A Fierce Green Fire Opens Fri. April 5 at Varsity. Not rated.

A Fierce Green Fire

Opens Fri. April 5 at Varsity. Not rated. 101 minutes.

In reviewing Greedy Lying Bastards a few weeks back, I noted how hard director Craig Scott Rosebraugh worked to put global warming into a populist context: “Forget polar bears” was the overarching message; all this carbon is screwing over corn farmers in Iowa.

A few shorts weeks later, we now get Mark Kitchell’s Fierce Green Fire, a star-studded documentary also calling for action on global warming via a meandering look at environmental movements of yore. But this doc is so filled with eco-stereotypes that it plays like a Christopher Guest parody, something best suited to a Sierra Club fundraiser. For what it’s worth, the doc features narration from celebrities including Meryl Streep, Robert Redford, and Ashley Judd. (Ashley, you should stick to politics … oh, wait.)

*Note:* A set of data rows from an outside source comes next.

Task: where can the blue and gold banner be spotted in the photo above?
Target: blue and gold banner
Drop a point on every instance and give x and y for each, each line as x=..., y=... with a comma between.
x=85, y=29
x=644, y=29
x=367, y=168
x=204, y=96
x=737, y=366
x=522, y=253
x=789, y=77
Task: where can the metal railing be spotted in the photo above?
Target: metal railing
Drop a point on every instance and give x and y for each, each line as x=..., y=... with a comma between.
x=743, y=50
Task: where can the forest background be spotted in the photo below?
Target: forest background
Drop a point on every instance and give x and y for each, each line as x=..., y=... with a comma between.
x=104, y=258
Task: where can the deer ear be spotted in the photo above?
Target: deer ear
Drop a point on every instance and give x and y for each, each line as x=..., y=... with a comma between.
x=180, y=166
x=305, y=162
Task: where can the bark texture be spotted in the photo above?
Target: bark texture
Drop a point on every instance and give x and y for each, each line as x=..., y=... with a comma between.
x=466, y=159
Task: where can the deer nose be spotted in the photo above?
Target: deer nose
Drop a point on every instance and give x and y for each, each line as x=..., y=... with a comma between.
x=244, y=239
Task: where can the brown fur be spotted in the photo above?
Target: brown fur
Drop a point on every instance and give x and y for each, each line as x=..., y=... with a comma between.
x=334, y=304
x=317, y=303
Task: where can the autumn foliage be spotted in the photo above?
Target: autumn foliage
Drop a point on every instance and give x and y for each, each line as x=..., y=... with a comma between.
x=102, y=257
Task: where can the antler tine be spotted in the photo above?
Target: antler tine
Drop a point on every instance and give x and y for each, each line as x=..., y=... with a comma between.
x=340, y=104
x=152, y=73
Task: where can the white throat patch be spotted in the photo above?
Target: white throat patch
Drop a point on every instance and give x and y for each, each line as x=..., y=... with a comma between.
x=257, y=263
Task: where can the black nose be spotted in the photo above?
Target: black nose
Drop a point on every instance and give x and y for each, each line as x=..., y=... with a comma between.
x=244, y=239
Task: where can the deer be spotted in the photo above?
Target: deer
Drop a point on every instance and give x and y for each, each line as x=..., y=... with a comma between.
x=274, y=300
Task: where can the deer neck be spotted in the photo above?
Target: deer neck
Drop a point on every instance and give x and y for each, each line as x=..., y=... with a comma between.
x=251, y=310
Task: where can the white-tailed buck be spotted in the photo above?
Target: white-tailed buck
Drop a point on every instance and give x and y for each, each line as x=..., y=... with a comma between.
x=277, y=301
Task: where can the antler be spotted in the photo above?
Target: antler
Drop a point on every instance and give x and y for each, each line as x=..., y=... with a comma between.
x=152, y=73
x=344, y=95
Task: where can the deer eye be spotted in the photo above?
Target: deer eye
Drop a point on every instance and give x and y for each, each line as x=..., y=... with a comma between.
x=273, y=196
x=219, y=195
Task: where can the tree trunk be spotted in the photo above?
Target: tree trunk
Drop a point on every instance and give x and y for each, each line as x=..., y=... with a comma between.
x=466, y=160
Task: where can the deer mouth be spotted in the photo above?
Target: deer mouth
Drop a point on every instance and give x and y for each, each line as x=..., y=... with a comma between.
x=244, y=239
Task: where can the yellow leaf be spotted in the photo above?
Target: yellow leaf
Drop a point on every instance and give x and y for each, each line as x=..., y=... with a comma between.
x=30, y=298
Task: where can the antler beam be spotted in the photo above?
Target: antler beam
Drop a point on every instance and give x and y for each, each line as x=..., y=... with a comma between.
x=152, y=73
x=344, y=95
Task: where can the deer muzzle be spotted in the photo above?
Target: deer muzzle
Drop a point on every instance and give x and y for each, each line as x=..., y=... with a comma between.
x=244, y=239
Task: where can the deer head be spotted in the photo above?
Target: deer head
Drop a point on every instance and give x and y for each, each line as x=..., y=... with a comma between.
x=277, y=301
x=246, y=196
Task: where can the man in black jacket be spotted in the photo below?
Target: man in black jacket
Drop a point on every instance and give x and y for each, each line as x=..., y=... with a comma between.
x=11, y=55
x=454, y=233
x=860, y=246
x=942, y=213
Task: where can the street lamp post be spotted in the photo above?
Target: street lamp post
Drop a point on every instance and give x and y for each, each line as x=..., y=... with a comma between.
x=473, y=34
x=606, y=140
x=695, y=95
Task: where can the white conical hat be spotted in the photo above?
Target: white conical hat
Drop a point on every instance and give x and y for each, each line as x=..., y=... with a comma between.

Here are some choice quotes, fed to the camera without irony: “At that moment, I decided I work for whales, I work for seals, I work for fish and seabirds. I don’t work for people.” “At the last moment, Al Gore arrived to save the day.” Here’s how Al Gore could save the day today: Unplug the movie projector.

The title comes from a quote from Aldo Leopold (1887-1948), the man credited with establishing ecology as a modern field of study. He said he saw a fierce green fire in the eyes of a wolf he’d just killed, a transformative moment that began his long journey toward conservationism. By contrast, this film will only make your eyes glaze over.